Gua Kutawesi, konon sebagai "kaputren" Siliwangi
Disana
hanya terdapat bebatuan karang yang tidak beraturan dan terkesan alamlah yang
membentuk bebatuan berserakan. Namun yang menarik, disana terdapat batu karang
yang menjulang tinggi. Jika diamati dengan seksama, batu yang menjulang
tersebut akan nampak seperti Menara. Dari kejauhan Menara tersebut seperti
menara yang melambang sebuah mesjid atau suatu tempat adzan pada saat memanggil
beribadat kaum muslimin. Batu menara itulah yang kelak menjadi ciri khas
sehingga masyarakat sekitar menamakan gunung itu dengan nama Gunung Munara.
Terkesan Islami, padahal semasa itu belum ada agama Islam.
Tidak
jauh dari itu ada pula karang yang berlubang datar, seolah-olah
sebuah gua dan banyak lagi karang yang menjorok semacam tempat berteduh. Konon
tempat semacam itulah yang menjadi tempat tinggal para leluhur manusia dulu
yang kelak bergelar Siliwangi. Peradaban manusia yang belum maju mendesak
penghuni Gunung Munara, mencari akal yaitu dengan cara membuat gua atau
sela-sela batu yang dibuat berteduh senyaman mungkin. Keterbatasan itulah yang
dicari solusinya dan mungkin juga untuk menghindari dari keganasan alam
terutama dari serangan binatang buas.
Sosok
leluhur yang tengah dibahas ini adalah kakek-nenek Siliwangi yang memiliki
“kekasih” Sangiang Agung Batara Agung dan Gilang Kencana Wungu.
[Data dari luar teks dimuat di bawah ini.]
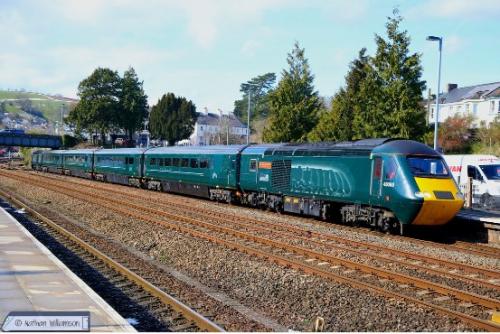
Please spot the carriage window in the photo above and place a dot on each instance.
(204, 163)
(253, 165)
(390, 169)
(377, 169)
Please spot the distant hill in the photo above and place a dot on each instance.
(29, 104)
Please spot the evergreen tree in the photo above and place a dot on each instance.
(172, 118)
(294, 105)
(99, 103)
(393, 82)
(134, 103)
(337, 124)
(259, 87)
Sebelumnya makanan pokok mereka selalu dedaunan dan binatang, tetapi setelah
itu mulai menyukai makanan tambahan sejenis umbi-umbian, kacang-kacangan,
hanjeli, gandum, jagung, dan akhirnya padi. Oleh karena itulah, masa-masa
kehidupan “Ibu” yang bernama Gilang Kencana Wungu sehari-harinya disebut Ambu,
juga dikenal oleh anak cucunya dengan sebutan Sri Pohaci oleh anak keturunannya
karena membiasakan mengkonsumsi padi yang diolah menjadi beras.
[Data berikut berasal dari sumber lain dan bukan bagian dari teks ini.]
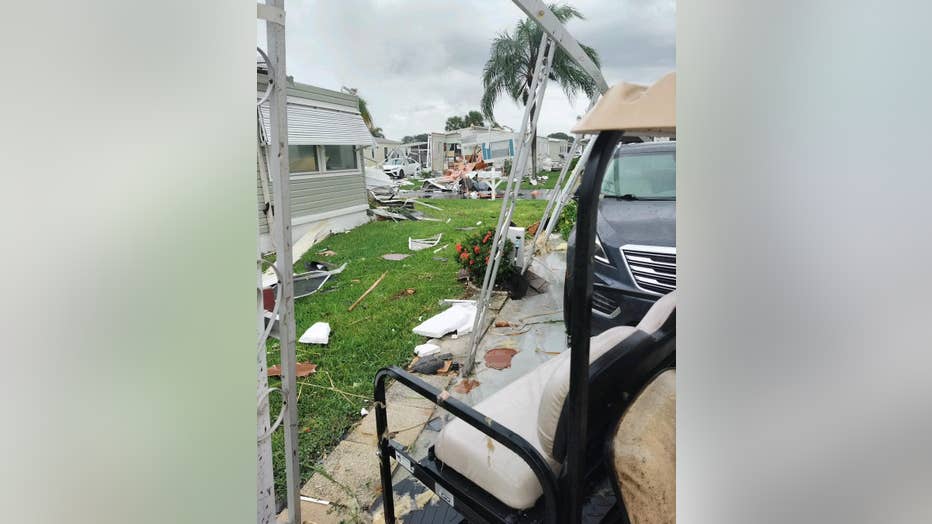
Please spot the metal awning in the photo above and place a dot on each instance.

Sejak itulah anak keturunan Pajajaran menyukai
padi dan sebutan nama Sri Pohaci bagi keturunannya berlanjut terus. Sehingga
secara khusus mereka sampai kini terhadap Sri Pohaci amat menghormati, sebab
leluhur Pajajaran tersebut terkesan nama lain dari padi. Oleh karena itu, jika
memasuki lumbung padi mereka membudayakan adab hormat yang diyakini seolah
tempat padi masih diayomi Sri Pohaci.Dalkon
Kembali
ke pengembaraan leluhur Pajajaran, setelah beberapa lama menetap di Rumpin,
salah satu keturunannya berpindah ke Gunung Ciampea. Sedangkan Rumpin hanya
didiami oleh Sangiang Nata Boga. Didaerah Ciampea, mereka memulai membuat
semacam patung. Walaupun arca yang mereka bentuk tidak begitu
bagus, mungkin karena kebudayaan mereka yang belum begitu maju dan terampil.
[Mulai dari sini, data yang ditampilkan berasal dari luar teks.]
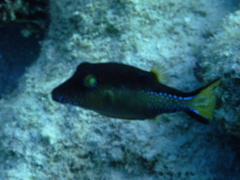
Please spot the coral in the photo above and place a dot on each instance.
(42, 139)
(221, 58)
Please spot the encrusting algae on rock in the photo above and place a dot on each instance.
(123, 91)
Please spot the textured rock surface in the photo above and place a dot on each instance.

Namun upaya itu menunjukkan bahwa patung yang dibuat hanya untuk sekedar
mengenang jejak leluhur semata bahwa disitulah petilasan keluarga. Disana,
terdapat patung yang berjumlah 2, 3, 4 dan 5. Namun sayang pada tahun
1974, gunung tersebut terkena penambangan kapur, sehingga kedudukan patung
dipindah ke Pasir Angin Leuwiliang dan bentuknya juga telah mengalami kerusakan
sehingga tidak seutuh bentuk aslinya lagi.
Masih
disekitar Ciampea pula, tulisan yang pertama dibuat Siliwangi terdapat ditepian
pertemuan air sungai Ciareuteun dengan sungai Cisadane. Goresan tersebut
belum membentuk huruf hanya berupa lika-liku berikal yang dikenal dengan hurup
bunga. Entah maknanya apa, tetapi kemungkinan tulisan tersebut dibuat
pada saat mereka tengah emosi atau mungkin kasmaran. Karena terlihat sekali,
lekuk garisnya kasar, tetapi jika emosi kasmaran juga wajarlah, sebab mereka
sangat menyukai suasana ditepian sungai sebagai tempat berkencan memadu kasih.
Selanjutnya,
pengembaraan dan penyebaran keluarga tersebut juga sempat singgah di Panyaungan
Pasir Jambu. Disana juga beliau menyiratkan goresan tulisan pada batu serta
memperkenalkan dirinya dengan nama Sangiang Sangkala Gotama. Namun
rupanya di Jasinga inipun tidak menetap lama, dan kemudian bergerak ke arah
timur tepatnya di Salaka Domas yang kelak bernama Kebun Raya. Di tempat yang
baru ini semakin banyak keturunannya, mungkin daerah baru tersebut lebih cocok
dan mendukung ditempati karena terdapat hamparan segara yang mereka
namakan Cipatuhunan.
Cipatahunan
ini bagaikan sebuah danau atau situ. Sedangkan Cipatahunan dialiri sungai
Ciliwung dan hulunya dimulai dari Sukasari yang dikenal dengan nama Leuwi
(lubuk) Cempaka. Leuwi Cipatahunan membentang dari Sukasari belakang Balai
Binarum, Pulo Asem, Pulo Geulis, Sempur, Bantarjati dan berujung di
jembatan Situ Duit Warung Jambu. Pemeliharaan Leuwi Cipatahunan dipercayakan
kepada Mbah Dato dan khusus di Leuwi Cempaka dan Leuwi Jiman kepada Mbah Sibli
Amsori.
Ketika
tinggal di tepian Cipatahunan ini tokoh yang Sangiang Sangkala Gotama,
memperkenalkan dirinya dengan panggilan baru lagi yaitu Sangiang Sri Nalendra.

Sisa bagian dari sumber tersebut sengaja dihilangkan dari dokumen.